The antimalarial agents, artemisinins, as well as their fully synthetic versions (ozonides) have shown activity against several DNA and RNA viruses.[11] Although ozonides (1,2,4-trioxolanes) have a similar mode of action to artemisinins against the malaria parasites, they have shown an extended half-life in animal models,[12,13] providing therapeutic advantage not only for the treatment of malaria but also for repurposing to other indications. OZ277 (arterolane) was registered in India in 2011 for antimalarial therapy in combination with piperaquine.[14] The next-generation ozonide, OZ439 (artefenomel), exhibits an increased pharmacokinetic half-life and good safety profile and is being tested in phase IIb clinical trials.[12,15,16] OZ418 has reported antischistosomal activity.[13] The detailed in vitro activity of artesunate and ozonides against human CoV is reported here.

Results

Inhibition of α-CoV with Artesunate and Ozonides

To screen for ozonides’ activity against α-CoV, Vero cells were infected with NL63 at a multiplicity of infection (MOI) of 0.001 PFU/cell. Immediately following infection, cells were treated with artesunate (AS), deoxy artemisinin–which lacks the critical peroxide pharmacophore, ozonide (OZ) 418 or OZ277 at 50 μM (Figure A, chemical structure), or emetine at 200 nM for 48 h (Figure B). Emetine reportedly inhibits α- and β-CoV in vitro.[17] All compounds reduced viral RNA in the cellular compartment by 90–95% compared to untreated infected samples (Figure B). Deoxy artemisinin reduced viral RNA only by ∼50%, suggesting the oxygen bridge contributes to NL63 inhibition.

Figure 1

Anti-NL63 activity of AS, deoxy artemisinin, and ozonides. (A) Chemical structures of sodium AS, deoxy artemisinin, OZ277, and OZ418. (B) Vero cells were infected with CoV NL63 and treated for 48 h with OZ277, OZ418, AS, deoxy artemisinin, or emetine at the indicated concentrations. Cell associated viral RNA levels were quantified by qRT-PCR and normalized to the RNA level in nontreated, infected Vero cells, in addition to internal normalization of each sample to cellular GAPDH RNA. Emetine (200 nM) was used as a positive control for anti-CoV activity. The data represent mean values (±SD) of triplicate determinations from two independent experiments.
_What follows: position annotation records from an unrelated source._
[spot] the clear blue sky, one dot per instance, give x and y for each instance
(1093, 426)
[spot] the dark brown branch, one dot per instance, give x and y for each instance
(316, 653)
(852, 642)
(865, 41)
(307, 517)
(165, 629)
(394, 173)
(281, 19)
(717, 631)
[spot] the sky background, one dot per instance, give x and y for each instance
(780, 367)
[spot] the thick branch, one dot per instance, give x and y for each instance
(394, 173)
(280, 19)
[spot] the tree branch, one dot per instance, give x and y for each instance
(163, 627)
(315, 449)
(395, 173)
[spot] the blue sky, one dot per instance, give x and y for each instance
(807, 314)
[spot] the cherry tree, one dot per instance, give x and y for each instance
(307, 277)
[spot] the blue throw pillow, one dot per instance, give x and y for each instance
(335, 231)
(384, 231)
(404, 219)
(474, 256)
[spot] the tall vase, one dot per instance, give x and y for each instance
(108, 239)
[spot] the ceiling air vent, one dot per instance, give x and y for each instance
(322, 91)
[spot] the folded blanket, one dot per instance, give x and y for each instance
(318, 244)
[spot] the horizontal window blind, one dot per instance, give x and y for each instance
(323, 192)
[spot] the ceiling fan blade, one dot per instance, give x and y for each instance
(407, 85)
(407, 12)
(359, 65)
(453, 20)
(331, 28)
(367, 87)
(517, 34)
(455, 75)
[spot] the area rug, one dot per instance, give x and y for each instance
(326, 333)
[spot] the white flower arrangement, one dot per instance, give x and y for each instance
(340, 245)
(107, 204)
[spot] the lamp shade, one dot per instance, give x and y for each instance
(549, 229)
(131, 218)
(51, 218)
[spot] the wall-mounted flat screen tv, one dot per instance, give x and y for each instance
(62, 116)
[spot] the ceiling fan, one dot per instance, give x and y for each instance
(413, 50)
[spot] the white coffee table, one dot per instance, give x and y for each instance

To further examine the activity of OZ and AS on NL63 RNA at 72 h postinfection (hpi), dose–response curves were generated using qRT-PCR. Cellular toxicity was tested by the MTT assay in noninfected cells at the same time point (Figure , Table ). The following concentrations were used: 500 nM–50 μM for OZ418 and OZ277 and 3–50 μM for AS. NL63 RNA was reduced by OZ418 and OZ277 at submicromolar concentrations and showed better inhibition than AS in the cellular compartment (Figure A–C, Table ). The EC50 of OZ was also lower than AS in the supernatants (Figure D,E, Table ), 4.5–7.8-fold greater inhibition than AS (Figure F, Table ). The 50% cell viability (CC50) of OZ418 was higher than OZ277 (Figure G–I, Table ). The cell associated EC50 of the compounds was used to determine the selectivity index (SI) (Table ). In Vero cells, OZ418 had the most favorable SI (Table ).

Figure 2

EC50 and CC50 of OZ and AS against NL63-infected Vero cells. (A–C) Dose–response curves and EC50 values of OZ418, OZ277, and AS. Vero cells were infected with NL63 and treated for 72 h with the indicated concentrations of the drugs. Culture supernatants were harvested, and cells were lysed for RNA isolation and qRT-PCR as described in Figure B. (D–F) Dose–response curves and EC50 values of OZ418, OZ277, and AS were generated from the viral RNA isolated from culture supernatants. Culture supernatants were harvested at 72 hpi, and viral RNA was isolated. Relative viral RNA was calculated by dividing the calculated copy number of viral RNA obtained following treatment of each drug by the viral RNA calculated copy number of the untreated, infected culture supernatant. (G–I) The MTT assay was performed in noninfected Vero cells using different concentrations of drugs. Vero cells were treated with DMSO (vehicle control) or different concentrations of OZ418, OZ277, or AS for 72 h. The EC50 and CC50 values represent mean values (±SD) of triplicate determinations from two independent experiments.

Table 1

EC50, CC50, and SI of OZ and AS against CoV

		compound
cell/virus		OZ418	OZ277	artesunate	OZ439
Vero/NL63	EC50 (μM)a	0.7 ± 0.2	0.2 ± 0.1	5.7 ± 0.6
	EC50 (μM)b	2.7 ± 0.6	1.6 ± 0.6	12.2 ± 0.6
	CC50 (μM)	>300	>60	>200
	SIa	≥428	≥300	≥35
	SIb	≥111	≥37	≥16
MK2/NL63	EC50 (μM)a	0.5 ± 1.3	0.5 ± 0.04	2.4 ± 1.4
	EC50 (μM)b	1.0 ± 0.3	1.6 ± 0.3	8.5 ± 1.5
	CC50 (μM)	>300	>90	>400
	SIa	≥600	≥180	≥167
	SIb	≥300	≥56	≥47
HFF/OC43	EC50 (μM)a	9.7 ± 1.8	4.3 ± 0.1	4.0 ± 1.4
	EC50 (μM)b	9.4 ± 1.9	4.2 ± 1.7	11.5 ± 2.6
	CC50 (μM)	>120	>30	>70
	SIa	≥12	≥7	≥17
	SIb	≥13	≥7	≥6
Vero E6/SARS CoV-2	EC50 (μM)a	23 ± 1.8	8.5 ± 0.2	NA
	EC50 (μM)b	14.2 ± 7.1			3.0 ± 0.1
	CC50 (μM)	>300	>60		>500
	SIa	≥13	≥7
	SIb	≥21			100 ± 3.4
Calu-3/SARS-CoV-2	EC50 (μM)b	5.3 ± 3.7	11.6 ± 2	NA	11.5 ± 2.5
	CC50 (μM)	>300	>70		>60
	SIb	≥57	≥6		≥5

Cell associated viral RNA.

Supernatant viral RNA, NA – no activity. The SI is provided as ≥ rather than an exact value, since the measured CC50 did not approach 0.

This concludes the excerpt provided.